Barry Jenkins, Moonlight‘s writer-director, forces. He forces you to reckon with a lot of different images in the film. He creates a torrent of emotion without any audible dialogue. I can’t think of a better use of silence in a recent film. There’s nothing else to do but watch the characters’ eyes, and in this case it’s true that a picture’s worth a thousand words. Maybe that’s why Little (Alex R. Hibbert), the main character, speaks so rarely.
Little lives in an area filled with and fuelled by drugs. It’s primarily black. It’s a part of Miami. Not a glamorous part. Jenkins opens with a chase. Three boys with a taste for violence hunt a smaller boy — Little — through this waste of a neighbourhood until he’s forced to hide in a second floor crack den that is thankfully empty. The hunters throw their shoes at Little as he cautiously explores the den, its empty cupboards, bare floors, and broken windowsills. Soon after, a banging erupts, the boarded up door splinters, and a man’s hand appears. This hand belongs Juan (Mahershala Ali). We don’t know who he is, but it’s clear he’s harmless. Little figures this out, and accepts an invite to a nearby fast food joint, where Juan tries to get him to open up. He fails, but the two form a bond. When Juan brings Little back to his place, our worries are further lessened when we meet Juan’s girlfriend Teresa, who’s gentle and motherly in a way Little clearly needs. Later, after another plate full of food and guarded conversation, Juan takes Little back to his home, where Little’s mother, Paula (an unrecognizable Naomie Harris — “this actress was a Bond girl?”), berates him for coming late, and all but attacks Juan.

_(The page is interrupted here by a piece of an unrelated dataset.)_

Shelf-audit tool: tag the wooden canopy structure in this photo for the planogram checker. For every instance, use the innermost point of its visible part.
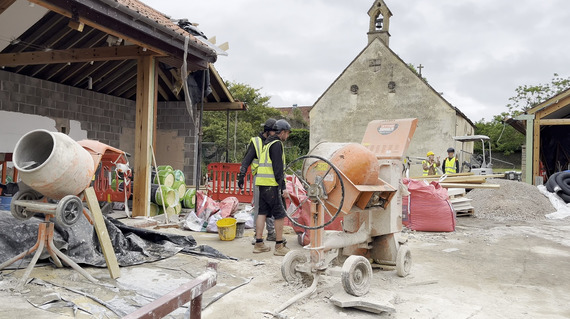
(121, 48)
(547, 130)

Little pinballs between these adults as he attempts to navigate the age of 12, which appears particularly difficult until we jump ahead to high school. Just like in life, some people who played a minor part in your younger years emerge as major players when you’re older. For Little (now played by Ashton Sanders), that person is Kevin, who took pity on him in middle school and now, seemingly out of nowhere, causes Little’s life to change.
Yes, this is a movie about boyhood, and manhood, and what’s expected as one journeys through both sections of life, but it’s also more general, about friendships and relationships (both platonic and romantic) that shape your life. Why do you remember every detail of something someone said at lunch about the apple your mother packed you for school, but not every detail of your first date? In this case, Jenkins makes sure both the mundane and the larger than life feel equal. It’s clear his life is on display — not just because he’s admitted that, but because there’s an honesty to the scenes and dialogue in Moonlight that I hope can’t yet be faked.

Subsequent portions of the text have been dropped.